TRPA approves nearly $600,000 for county
The local governmental planning agency approved the release of more than $500,000 to El Dorado County for stream zone and erosion control projects.
“The money will be used to construct capital improvements that are water quality and erosion control projects that are listed on the TRPA (Environmental Improvement Program) list,” said Janel Gifford, senior civil engineer with the El Dorado County Transportation Department.
During the Tahoe Regional Planning Agency’s governing board meeting, members agreed to allocate $572,977.44 for 12 projects listed in the EIP – a long list of current and future projects in the Tahoe Basin that local, state, and federal governments have agreed to fund over the next 10 years. The projects stemmed from the Lake Tahoe Presidential Forum in July.
Most of the money – $539,677.44 – will be used for erosion control projects, while the remainder will go toward stream environment zone improvements and maintenance. Officials with El Dorado County requested the funding for projects implemented this year or in the spring of next year. They include the Pioneer Trail III, the Pat Lowe Bike Trail, Hepka, Cascade, and Silvertip.

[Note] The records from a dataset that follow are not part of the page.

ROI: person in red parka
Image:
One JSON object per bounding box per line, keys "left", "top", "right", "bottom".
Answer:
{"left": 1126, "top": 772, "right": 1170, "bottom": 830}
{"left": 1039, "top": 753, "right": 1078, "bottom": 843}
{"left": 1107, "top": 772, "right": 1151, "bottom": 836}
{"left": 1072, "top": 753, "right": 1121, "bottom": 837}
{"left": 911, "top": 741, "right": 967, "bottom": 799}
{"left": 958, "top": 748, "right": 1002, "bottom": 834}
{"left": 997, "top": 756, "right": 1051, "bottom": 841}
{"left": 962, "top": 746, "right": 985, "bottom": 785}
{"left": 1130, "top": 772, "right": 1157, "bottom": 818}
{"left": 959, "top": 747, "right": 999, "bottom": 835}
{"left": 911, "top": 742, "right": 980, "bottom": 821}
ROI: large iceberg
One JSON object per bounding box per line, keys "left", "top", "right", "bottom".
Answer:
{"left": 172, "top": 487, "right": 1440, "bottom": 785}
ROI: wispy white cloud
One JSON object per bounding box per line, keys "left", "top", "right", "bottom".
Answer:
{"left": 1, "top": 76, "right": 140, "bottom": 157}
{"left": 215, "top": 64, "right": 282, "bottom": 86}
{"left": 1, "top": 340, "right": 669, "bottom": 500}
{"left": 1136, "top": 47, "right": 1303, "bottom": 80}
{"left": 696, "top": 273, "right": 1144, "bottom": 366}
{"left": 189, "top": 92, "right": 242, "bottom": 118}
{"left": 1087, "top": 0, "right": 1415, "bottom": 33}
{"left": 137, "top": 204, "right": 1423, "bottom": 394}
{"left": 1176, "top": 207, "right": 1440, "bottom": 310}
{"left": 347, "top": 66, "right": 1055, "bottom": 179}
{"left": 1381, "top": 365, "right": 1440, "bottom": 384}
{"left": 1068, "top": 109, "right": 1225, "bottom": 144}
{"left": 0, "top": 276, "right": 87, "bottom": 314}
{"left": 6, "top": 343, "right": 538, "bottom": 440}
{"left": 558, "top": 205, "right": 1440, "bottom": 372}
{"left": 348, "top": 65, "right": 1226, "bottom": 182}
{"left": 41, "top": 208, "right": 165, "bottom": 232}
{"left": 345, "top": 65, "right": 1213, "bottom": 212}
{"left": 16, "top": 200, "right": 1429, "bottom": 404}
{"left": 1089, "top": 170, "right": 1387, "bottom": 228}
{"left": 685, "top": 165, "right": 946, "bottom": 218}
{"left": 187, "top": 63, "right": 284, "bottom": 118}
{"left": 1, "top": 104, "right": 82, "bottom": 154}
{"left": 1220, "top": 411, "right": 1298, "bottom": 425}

“The Pioneer Trail will be extending the bike lanes that are already there. Where they are not apparent, we will put them in. It will be from Golden Bear (Trail) to the city limits,” said Gifford. It will be completed through a combination of air quality and water quality funds along with California-Tahoe Conservation District funds. “We may be getting Tahoe Keys mitigation funds, too, but we are still waiting to hear,” she said.
The Pioneer Trail will “involve erosion control, the creation of a couple water retention basins, curb and gutter improvements, and draining control,” said Larry Benoit, environment improvement planner with the TRPA.
At the Cascade properties off Emerald Bay Road, the county will embark on a joint project with the Cascade homeowners’ association. According to Gifford, the association will pay for repaving of streets in the area, while the county will use mitigation and conservation funds to install erosion control and water quality improvements.
“The Cascade one is interesting because it involves the (Cascade) home owners’ association. It basically will be an erosion control project below Cascade Lake,” Benoit said.
Both projects are in the planning stage, and work will not start until next year.
Work will begin this summer, most likely in August, to upgrade water quality and erosion control mechanisms on Hepka Drive. Water retention basins in Meyers will also be widened, and a bike trail will be constructed on both sides of Highway 50 in Meyers (the Pat Lowe Bike Trail), Benoit said. In Rubicon, repaving of several dirt roads also will occur.
Some of the recently acquired funds will go toward yearly maintenance, such as cleaning out culverts and draining ditches.
According to Benoit, the mitigation funds account for the county is running a bit low, so the recent request will probably be the last one the TRPA staff receives this year.